There it is again. Trust. The thing he keeps asking for while keeping his own secrets locked away deeper than the passages beneath the school.
But the way he says it is final, so I do as asked.
“Now, breathe,” he tells me. “Five seconds in, five seconds out. Feel the electricity, but don’t try to control it. Just observe it.”
I follow his instructions, focusing on my breathing. As I do, the storm remains in my bones, but it’s less violent now. More like a river than a flood.
“Good.” His voice is low and soothing, wrapping around me like smoke. “Now visualize something that can keep it contained. A box, a sphere, whatever works for you.”
I instinctively picture a glass sphere in my chest, silver electricity swirling inside. It pulses with each heartbeat, but the glass holds firm.
“I have it,” I whisper, and something in meclicks,like when you snap the final piece of a puzzle into place.
“Perfect. Now, let’s head up to the Void Pit and try again.”
We reach the edge of the Ember Ring, and the moment we cross the boundary, the pressure of my magic eases. It’s like someone turned off the fire alarm that’s been screaming in my head, leaving me with sweet, blessed silence. Well, not actual silence, since my internal monologue never shuts up, but close enough.

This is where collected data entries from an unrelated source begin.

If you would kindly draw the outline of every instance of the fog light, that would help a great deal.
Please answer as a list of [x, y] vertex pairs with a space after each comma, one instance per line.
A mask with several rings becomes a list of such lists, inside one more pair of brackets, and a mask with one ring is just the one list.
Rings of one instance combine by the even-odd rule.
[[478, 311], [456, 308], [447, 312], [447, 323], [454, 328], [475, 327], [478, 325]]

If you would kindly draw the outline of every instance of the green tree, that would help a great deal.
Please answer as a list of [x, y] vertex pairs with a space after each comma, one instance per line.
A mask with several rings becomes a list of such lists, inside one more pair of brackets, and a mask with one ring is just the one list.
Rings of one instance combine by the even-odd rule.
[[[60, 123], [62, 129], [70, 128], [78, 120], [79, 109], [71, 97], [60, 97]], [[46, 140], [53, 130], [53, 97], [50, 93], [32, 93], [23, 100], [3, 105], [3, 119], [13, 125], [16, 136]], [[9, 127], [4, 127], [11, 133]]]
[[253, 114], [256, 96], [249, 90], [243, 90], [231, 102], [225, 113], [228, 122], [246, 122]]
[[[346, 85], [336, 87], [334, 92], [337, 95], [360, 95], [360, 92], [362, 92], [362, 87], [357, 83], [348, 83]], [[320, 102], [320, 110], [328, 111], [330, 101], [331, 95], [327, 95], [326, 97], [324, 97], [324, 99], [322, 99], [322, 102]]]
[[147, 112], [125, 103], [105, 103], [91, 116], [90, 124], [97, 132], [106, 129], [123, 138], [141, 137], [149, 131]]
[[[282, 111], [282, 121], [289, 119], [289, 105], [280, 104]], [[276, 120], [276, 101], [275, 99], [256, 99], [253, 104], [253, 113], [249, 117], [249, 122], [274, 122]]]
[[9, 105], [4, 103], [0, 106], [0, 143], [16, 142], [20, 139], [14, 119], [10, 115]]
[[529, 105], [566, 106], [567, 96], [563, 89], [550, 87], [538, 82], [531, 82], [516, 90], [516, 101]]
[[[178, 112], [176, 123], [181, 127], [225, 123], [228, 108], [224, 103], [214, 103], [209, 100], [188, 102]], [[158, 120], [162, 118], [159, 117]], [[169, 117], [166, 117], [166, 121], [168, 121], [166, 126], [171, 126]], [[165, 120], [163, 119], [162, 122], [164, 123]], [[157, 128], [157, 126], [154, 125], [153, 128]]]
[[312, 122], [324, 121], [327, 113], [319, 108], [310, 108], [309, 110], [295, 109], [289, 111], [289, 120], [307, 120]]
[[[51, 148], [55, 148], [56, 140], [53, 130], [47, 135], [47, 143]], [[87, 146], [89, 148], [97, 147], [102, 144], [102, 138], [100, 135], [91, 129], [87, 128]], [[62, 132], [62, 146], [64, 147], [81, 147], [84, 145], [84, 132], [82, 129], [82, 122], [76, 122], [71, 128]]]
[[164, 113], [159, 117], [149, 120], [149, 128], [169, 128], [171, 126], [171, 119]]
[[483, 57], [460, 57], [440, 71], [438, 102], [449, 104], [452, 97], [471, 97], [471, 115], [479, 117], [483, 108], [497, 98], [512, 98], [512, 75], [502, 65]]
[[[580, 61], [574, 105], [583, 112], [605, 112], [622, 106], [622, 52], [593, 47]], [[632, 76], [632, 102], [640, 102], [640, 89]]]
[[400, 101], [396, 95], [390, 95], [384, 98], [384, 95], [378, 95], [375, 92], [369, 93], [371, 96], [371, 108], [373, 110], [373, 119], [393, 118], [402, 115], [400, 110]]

By the time we’re back in the Void Pit, my electricity dies out completely.
Logan immediately returns to neutral trainer mode. “We need to make sure your electricity stays dormant in here,” he says. “Even if you’re angry or frustrated or?—”
“Scared,” I finish, since I already admitted it back in the Ember Ring.
“Exactly.” He moves closer, but nottooclose. Not close enough. “We’ll get you angry, frustrated, scared—whatever it takes—and you’ll learn to keep the electricity locked down, no matter what.”
Thunder rumbles overhead, muffled by the walls of the pit, and I swear I feel an echo of it in my body.
“Okay.” I pull out my dagger, the blade glinting in the moonlight, picturing the pretty glass sphere in my chest and the silver electricity contained in it. “Make me angry.”
The smile that spreads across his face is pure wickedness. “With pleasure.”
JADE
“First match,”Kieran’s voice carries across the morning air two days later. “Nina Aldridge and Sam Reeves. Mirror Vault.”
My stomach clenches as Nina rises from her spot. Sam’s face drains of color, and as he follows her toward the winding path that leads up the mountainside, he looks like he’s walking to his execution. Which, knowing Nina’s competitive streak and precision, might not be far off.
The volcanic stone crunches under our feet as we climb the mountain after them, passing the Ember Ring, then the Smoke Spire.
The Mirror Vault is the third circle, a shiny dome with the entire outer wall designed like one-way glass. From out here, we’ll see everything happening inside the nearly eighty feet wide arena, like we’re watching a twisted reality show. Inside, all they’ll see are infinite mirrors reflecting back at them, creating an endless maze of themselves and their magic.
Nina and Sam disappear inside, and the rest of us press closer to the glass, jostling for the best view. Garrett’s elbow digs into my ribs, but I’m too focused on what’s about to happen to care.
A single flame inside the arena and outside near us allows us to speak to them, and for us to hear everything they’re saying in there. It’s like the world’s most sadistic intercom system.
“Begin,” Kieran calls through the fire.
Sam moves first, throwing a fireball at Nina with more desperation than strategy.